In [84]:
import numpy as np
import pandas as pd
from numpy.testing import assert_array_equal
from sklearn.model_selection import BaseCrossValidator
from sklearn.utils import shuffle
from IPython.display import display


In [196]:
def test_time_split_on_column(end_date, shuffle_data):

    date = pd.date_range(
        start='2020-01-01 00:00', end=end_date, freq='D'
    )
    n_samples = len(date)
    X = pd.DataFrame({'val': range(n_samples), 'date': date})
    y = pd.DataFrame(
        np.array([i % 2 for i in range(n_samples)])
    )

    if shuffle_data:
        X, y = shuffle(X, y, random_state=0)
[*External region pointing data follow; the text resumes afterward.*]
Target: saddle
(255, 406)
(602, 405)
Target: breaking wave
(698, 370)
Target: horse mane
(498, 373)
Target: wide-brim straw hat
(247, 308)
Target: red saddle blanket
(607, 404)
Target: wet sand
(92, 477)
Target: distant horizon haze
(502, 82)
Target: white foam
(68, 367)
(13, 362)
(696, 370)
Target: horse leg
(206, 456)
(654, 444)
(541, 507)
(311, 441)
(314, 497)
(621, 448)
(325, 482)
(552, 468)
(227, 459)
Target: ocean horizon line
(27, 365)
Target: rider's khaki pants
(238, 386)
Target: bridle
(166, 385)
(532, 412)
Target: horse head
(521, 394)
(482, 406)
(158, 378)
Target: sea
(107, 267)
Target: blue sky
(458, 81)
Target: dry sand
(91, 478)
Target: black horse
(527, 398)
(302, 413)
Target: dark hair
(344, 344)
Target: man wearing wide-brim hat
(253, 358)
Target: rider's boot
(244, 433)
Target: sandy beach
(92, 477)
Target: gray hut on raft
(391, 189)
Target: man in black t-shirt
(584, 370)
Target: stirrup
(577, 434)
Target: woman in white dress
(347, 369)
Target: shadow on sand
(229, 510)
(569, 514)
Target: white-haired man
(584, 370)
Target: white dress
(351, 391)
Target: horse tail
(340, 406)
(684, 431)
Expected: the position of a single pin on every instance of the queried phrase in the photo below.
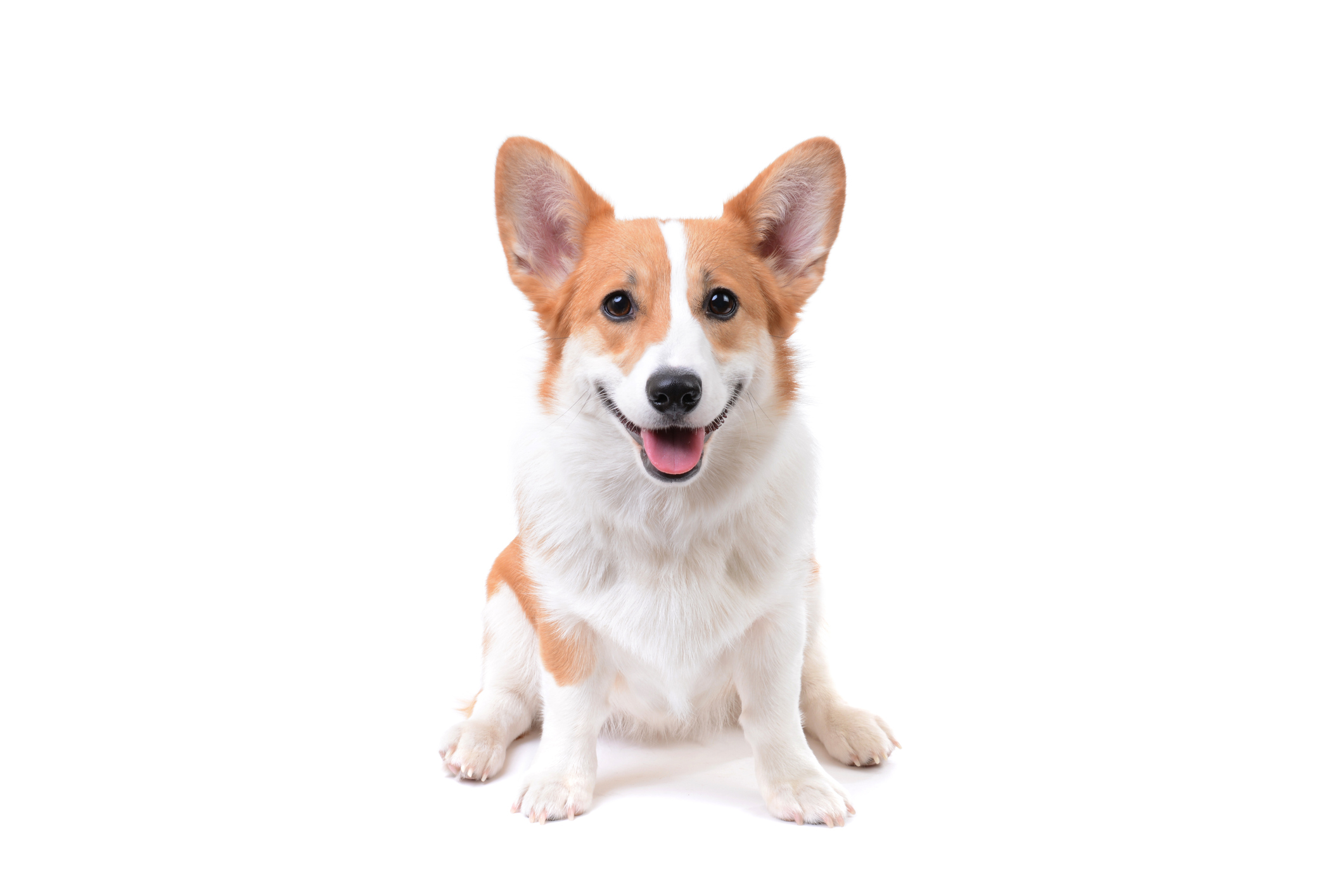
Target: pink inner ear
(798, 207)
(546, 223)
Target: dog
(663, 584)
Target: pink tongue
(674, 452)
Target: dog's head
(669, 326)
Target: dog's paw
(811, 798)
(855, 736)
(554, 796)
(473, 752)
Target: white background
(1075, 375)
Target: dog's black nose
(674, 391)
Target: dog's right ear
(543, 210)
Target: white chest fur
(667, 579)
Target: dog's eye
(722, 303)
(618, 304)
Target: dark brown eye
(720, 303)
(617, 305)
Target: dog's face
(669, 324)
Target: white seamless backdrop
(1074, 376)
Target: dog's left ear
(793, 213)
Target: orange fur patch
(566, 655)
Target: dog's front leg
(768, 675)
(561, 781)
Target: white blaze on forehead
(686, 349)
(674, 234)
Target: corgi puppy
(663, 584)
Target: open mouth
(672, 453)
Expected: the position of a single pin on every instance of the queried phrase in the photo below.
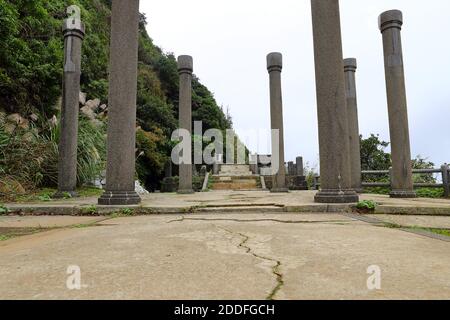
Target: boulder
(34, 117)
(82, 98)
(14, 118)
(97, 123)
(93, 104)
(88, 112)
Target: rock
(88, 112)
(93, 104)
(102, 115)
(34, 117)
(82, 98)
(139, 188)
(97, 123)
(53, 121)
(17, 120)
(24, 124)
(14, 118)
(9, 127)
(10, 186)
(2, 118)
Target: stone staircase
(236, 177)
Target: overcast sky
(230, 39)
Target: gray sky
(230, 39)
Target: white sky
(230, 39)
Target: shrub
(368, 205)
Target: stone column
(274, 66)
(168, 169)
(390, 24)
(73, 30)
(332, 114)
(121, 157)
(299, 166)
(291, 168)
(185, 69)
(446, 179)
(350, 67)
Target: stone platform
(233, 201)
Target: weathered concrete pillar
(299, 166)
(73, 30)
(350, 67)
(120, 172)
(185, 69)
(390, 23)
(291, 168)
(446, 179)
(168, 169)
(274, 66)
(332, 114)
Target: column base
(279, 190)
(403, 194)
(117, 198)
(336, 196)
(186, 191)
(65, 194)
(358, 190)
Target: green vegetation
(368, 205)
(31, 60)
(374, 157)
(439, 231)
(90, 210)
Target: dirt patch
(8, 233)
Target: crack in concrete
(275, 269)
(183, 218)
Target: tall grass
(30, 158)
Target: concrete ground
(224, 256)
(229, 201)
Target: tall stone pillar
(120, 172)
(274, 66)
(73, 30)
(390, 23)
(350, 67)
(299, 166)
(185, 69)
(332, 114)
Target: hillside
(31, 60)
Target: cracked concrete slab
(227, 256)
(415, 221)
(229, 201)
(45, 221)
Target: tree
(373, 155)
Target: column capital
(274, 61)
(185, 64)
(73, 27)
(350, 64)
(390, 19)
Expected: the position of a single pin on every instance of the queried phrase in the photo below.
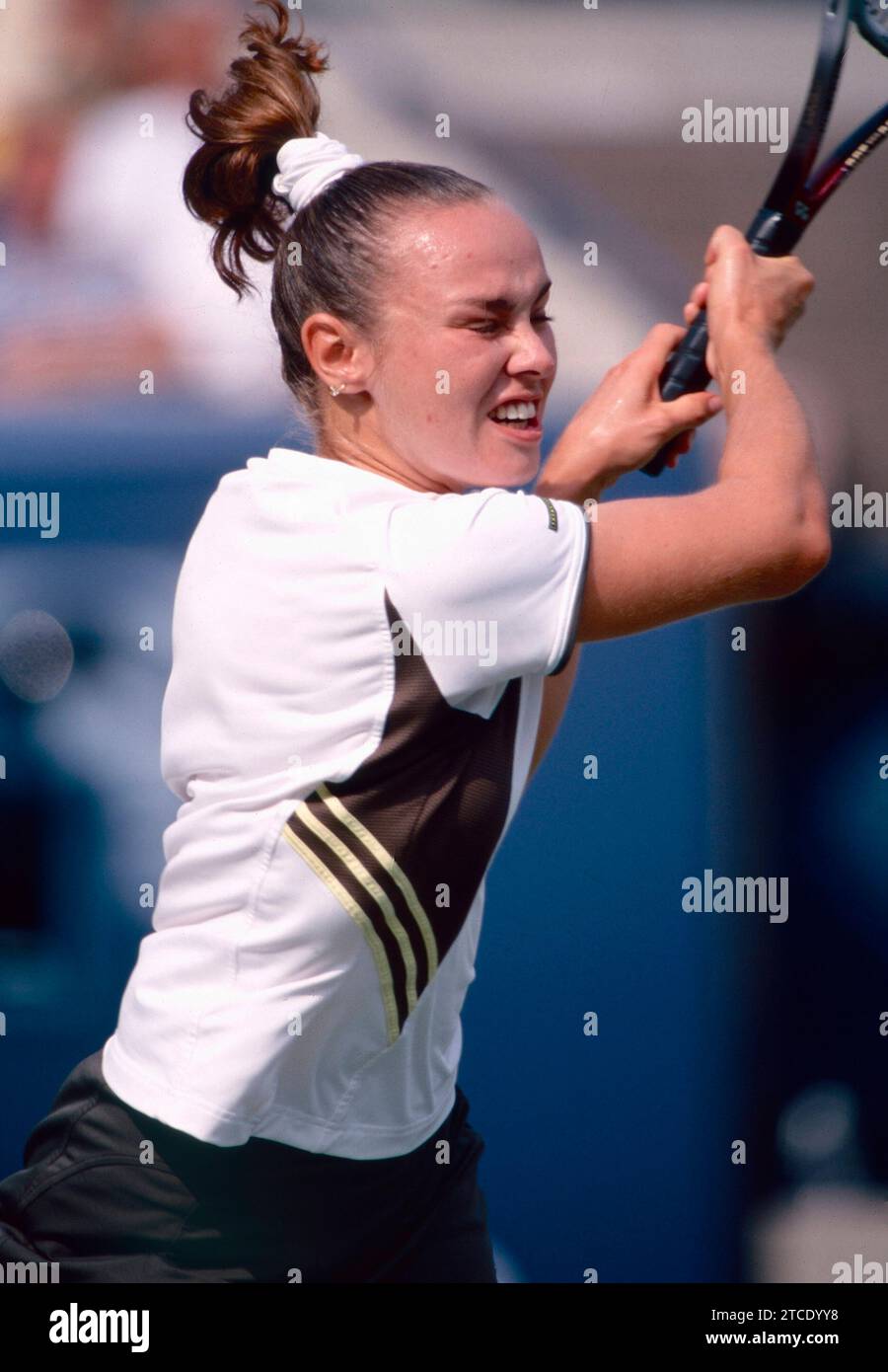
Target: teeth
(523, 411)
    cv = MonthlySplit(time_col='date')

    # Test that train, test indices returned are integers and
    # data is correctly ordered
    n_splits = 0
    last_time = None
    print(X)
    for train, test in cv.split(X, y):
        X_train, X_test = X.iloc[train], X.iloc[test]
        assert X_train['date'].max() < X_test['date'].min()
        assert X_train['date'].dt.month.nunique() == 1
        assert X_test['date'].dt.month.nunique() == 1
        assert X_train['date'].dt.year.nunique() == 1
        assert X_test['date'].dt.year.nunique() == 1
        if last_time is not None:
            assert X_test['date'].min() > last_time
        last_time = X_test['date'].max()
        n_splits += 1

    assert 'idx' not in X.columns

    assert n_splits == cv.get_n_splits(X, y)
    
def test_time_split(end_date, expected_splits, shuffle_data):

    date = pd.date_range(start='2020-01-01', end=end_date, freq='D')
    n_samples = len(date)
    X = pd.DataFrame(range(n_samples), index=date, columns=['val'])
    y = pd.DataFrame(
        np.array([i % 2 for i in range(n_samples)]),
        index=date
    )

    if shuffle_data:
        X, y = shuffle(X, y, random_state=0)

    X_1d = X['val']

    cv = MonthlySplit()
    cv_repr = "MonthlySplit(time_col='index')"
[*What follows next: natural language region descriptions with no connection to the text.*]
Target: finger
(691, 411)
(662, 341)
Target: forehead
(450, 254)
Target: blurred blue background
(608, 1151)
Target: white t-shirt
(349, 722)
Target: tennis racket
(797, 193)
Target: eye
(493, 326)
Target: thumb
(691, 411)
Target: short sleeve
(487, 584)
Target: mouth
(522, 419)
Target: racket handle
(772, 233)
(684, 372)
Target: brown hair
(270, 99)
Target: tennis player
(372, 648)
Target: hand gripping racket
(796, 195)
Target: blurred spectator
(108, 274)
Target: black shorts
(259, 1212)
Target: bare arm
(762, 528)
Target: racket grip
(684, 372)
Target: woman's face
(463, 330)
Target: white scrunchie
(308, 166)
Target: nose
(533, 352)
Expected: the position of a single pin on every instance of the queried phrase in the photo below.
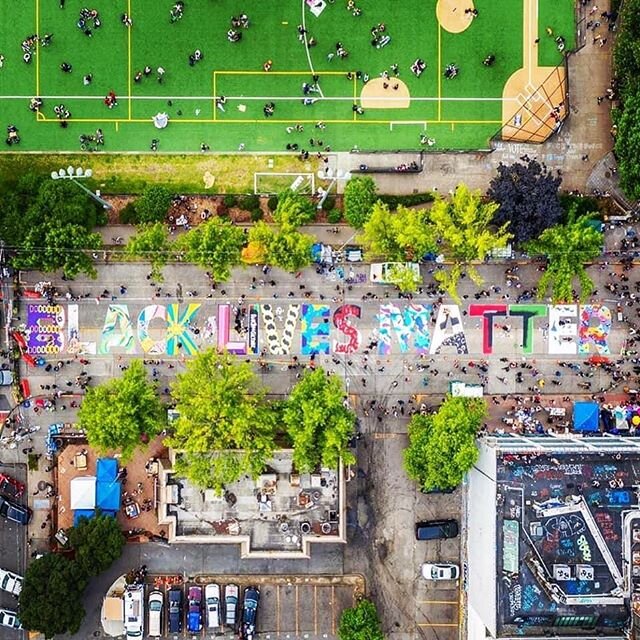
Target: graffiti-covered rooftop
(565, 529)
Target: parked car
(134, 612)
(10, 487)
(14, 512)
(156, 606)
(10, 582)
(440, 571)
(194, 613)
(175, 610)
(212, 605)
(436, 529)
(9, 619)
(231, 593)
(250, 612)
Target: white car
(441, 571)
(10, 582)
(9, 619)
(212, 605)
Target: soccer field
(518, 90)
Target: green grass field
(462, 113)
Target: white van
(134, 612)
(156, 604)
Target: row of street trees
(523, 206)
(227, 426)
(51, 600)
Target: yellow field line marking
(129, 61)
(37, 48)
(439, 74)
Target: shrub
(129, 215)
(334, 216)
(250, 202)
(153, 205)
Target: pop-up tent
(586, 416)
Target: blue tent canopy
(586, 416)
(108, 496)
(82, 513)
(106, 469)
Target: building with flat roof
(553, 537)
(279, 514)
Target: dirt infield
(375, 96)
(451, 15)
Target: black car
(436, 529)
(250, 612)
(175, 609)
(14, 512)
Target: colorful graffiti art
(45, 329)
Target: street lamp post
(74, 175)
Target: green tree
(318, 422)
(567, 248)
(360, 622)
(51, 596)
(404, 277)
(293, 210)
(442, 446)
(151, 243)
(359, 197)
(215, 245)
(226, 427)
(153, 205)
(123, 412)
(97, 543)
(464, 228)
(398, 236)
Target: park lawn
(113, 54)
    # Test if the repr works without any errors
    assert cv_repr == repr(cv)

    # Test if get_n_splits works correctly
    assert cv.get_n_splits(X, y) == expected_splits

    # Test if the cross-validator works as expected even if
    # the data is 1d
    #print('2D')
    #print(list(cv.split(X, y)) == list(cv.split(X_1d, y) ))
    #print()
    #print('1D')
    #display(list(cv.split(X_1d, y)))
    np.testing.assert_equal(
        list(cv.split(X, y)), list(cv.split(X_1d, y))
    )

    # Test that train, test indices returned are integers and
    # data is correctly ordered
    for train, test in cv.split(X, y):
        assert np.asarray(train).dtype.kind == "i"
        assert np.asarray(test).dtype.kind == "i"
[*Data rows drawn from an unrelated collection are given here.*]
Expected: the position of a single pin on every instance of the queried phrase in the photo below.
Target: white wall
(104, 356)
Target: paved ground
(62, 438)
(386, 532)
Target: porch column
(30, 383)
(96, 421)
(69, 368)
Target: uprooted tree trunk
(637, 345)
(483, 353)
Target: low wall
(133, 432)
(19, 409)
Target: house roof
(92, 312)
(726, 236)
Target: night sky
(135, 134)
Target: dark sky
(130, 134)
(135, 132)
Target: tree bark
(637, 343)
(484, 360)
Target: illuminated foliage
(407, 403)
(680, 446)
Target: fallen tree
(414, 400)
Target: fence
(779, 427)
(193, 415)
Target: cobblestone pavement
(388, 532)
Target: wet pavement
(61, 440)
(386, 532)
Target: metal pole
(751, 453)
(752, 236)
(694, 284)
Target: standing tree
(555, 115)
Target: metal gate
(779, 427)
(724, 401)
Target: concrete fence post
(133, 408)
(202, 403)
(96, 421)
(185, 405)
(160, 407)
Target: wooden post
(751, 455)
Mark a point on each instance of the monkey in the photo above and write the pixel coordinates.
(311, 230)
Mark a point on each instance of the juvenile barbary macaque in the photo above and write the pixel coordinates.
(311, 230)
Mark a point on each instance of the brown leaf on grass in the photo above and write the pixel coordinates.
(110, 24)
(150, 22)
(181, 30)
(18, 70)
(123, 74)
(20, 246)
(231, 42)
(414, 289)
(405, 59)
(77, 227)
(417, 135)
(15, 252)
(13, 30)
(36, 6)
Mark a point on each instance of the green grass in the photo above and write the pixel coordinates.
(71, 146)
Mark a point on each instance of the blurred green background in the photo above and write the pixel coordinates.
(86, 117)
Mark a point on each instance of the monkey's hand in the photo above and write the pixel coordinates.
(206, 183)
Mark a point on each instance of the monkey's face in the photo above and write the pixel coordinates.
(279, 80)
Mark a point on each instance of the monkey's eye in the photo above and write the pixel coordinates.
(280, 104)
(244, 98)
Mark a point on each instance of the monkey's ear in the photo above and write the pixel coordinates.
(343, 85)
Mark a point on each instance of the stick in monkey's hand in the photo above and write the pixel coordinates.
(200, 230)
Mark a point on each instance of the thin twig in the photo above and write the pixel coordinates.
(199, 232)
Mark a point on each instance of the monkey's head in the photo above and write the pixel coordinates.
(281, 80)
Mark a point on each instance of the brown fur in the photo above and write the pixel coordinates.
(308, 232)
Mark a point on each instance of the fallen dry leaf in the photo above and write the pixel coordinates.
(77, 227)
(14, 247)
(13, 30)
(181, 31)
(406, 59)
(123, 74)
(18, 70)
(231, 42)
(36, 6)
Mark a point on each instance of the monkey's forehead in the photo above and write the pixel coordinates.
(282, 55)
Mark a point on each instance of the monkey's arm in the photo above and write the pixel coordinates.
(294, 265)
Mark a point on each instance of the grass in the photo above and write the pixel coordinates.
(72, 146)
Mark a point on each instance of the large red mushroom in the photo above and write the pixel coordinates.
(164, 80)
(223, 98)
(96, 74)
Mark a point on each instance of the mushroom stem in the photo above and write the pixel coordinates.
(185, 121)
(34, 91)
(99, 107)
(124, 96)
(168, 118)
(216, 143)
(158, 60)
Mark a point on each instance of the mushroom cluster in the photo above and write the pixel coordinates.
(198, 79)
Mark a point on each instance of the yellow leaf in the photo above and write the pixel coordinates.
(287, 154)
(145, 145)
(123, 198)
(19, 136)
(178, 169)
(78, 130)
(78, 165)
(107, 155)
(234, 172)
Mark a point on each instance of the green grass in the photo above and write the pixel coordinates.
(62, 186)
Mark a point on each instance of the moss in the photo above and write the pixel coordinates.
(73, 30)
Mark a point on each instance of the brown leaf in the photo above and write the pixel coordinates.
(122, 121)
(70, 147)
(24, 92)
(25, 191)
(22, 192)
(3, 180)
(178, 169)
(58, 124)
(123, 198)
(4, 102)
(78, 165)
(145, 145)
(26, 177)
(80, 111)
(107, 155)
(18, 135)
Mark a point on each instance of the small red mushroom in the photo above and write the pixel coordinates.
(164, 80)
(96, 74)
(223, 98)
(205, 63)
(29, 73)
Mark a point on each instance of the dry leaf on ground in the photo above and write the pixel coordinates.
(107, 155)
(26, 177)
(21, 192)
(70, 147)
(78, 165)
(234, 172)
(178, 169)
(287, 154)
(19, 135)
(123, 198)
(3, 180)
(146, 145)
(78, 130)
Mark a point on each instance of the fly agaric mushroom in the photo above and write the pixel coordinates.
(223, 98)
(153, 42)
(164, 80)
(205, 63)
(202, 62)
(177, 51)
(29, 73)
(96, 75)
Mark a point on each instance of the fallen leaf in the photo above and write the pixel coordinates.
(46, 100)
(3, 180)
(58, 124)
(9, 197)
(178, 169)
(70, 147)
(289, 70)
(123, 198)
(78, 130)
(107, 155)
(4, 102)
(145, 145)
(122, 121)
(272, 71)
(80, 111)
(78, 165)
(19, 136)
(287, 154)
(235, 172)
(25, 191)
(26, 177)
        X_train, X_test = X.iloc[train], X.iloc[test]
        y_train, y_test = y.iloc[train], y.iloc[test]
        assert X_train.index.max() < X_test.index.min()
        assert y_train.index.max() < y_test.index.min()
        assert X.index.equals(y.index)

    #with pytest.raises(ValueError, match='datetime'):
        cv = MonthlySplit(time_col='val')
        next(cv.split(X, y))


In [220]:
class MonthlySplit(BaseCrossValidator):
    """CrossValidator based on monthly split.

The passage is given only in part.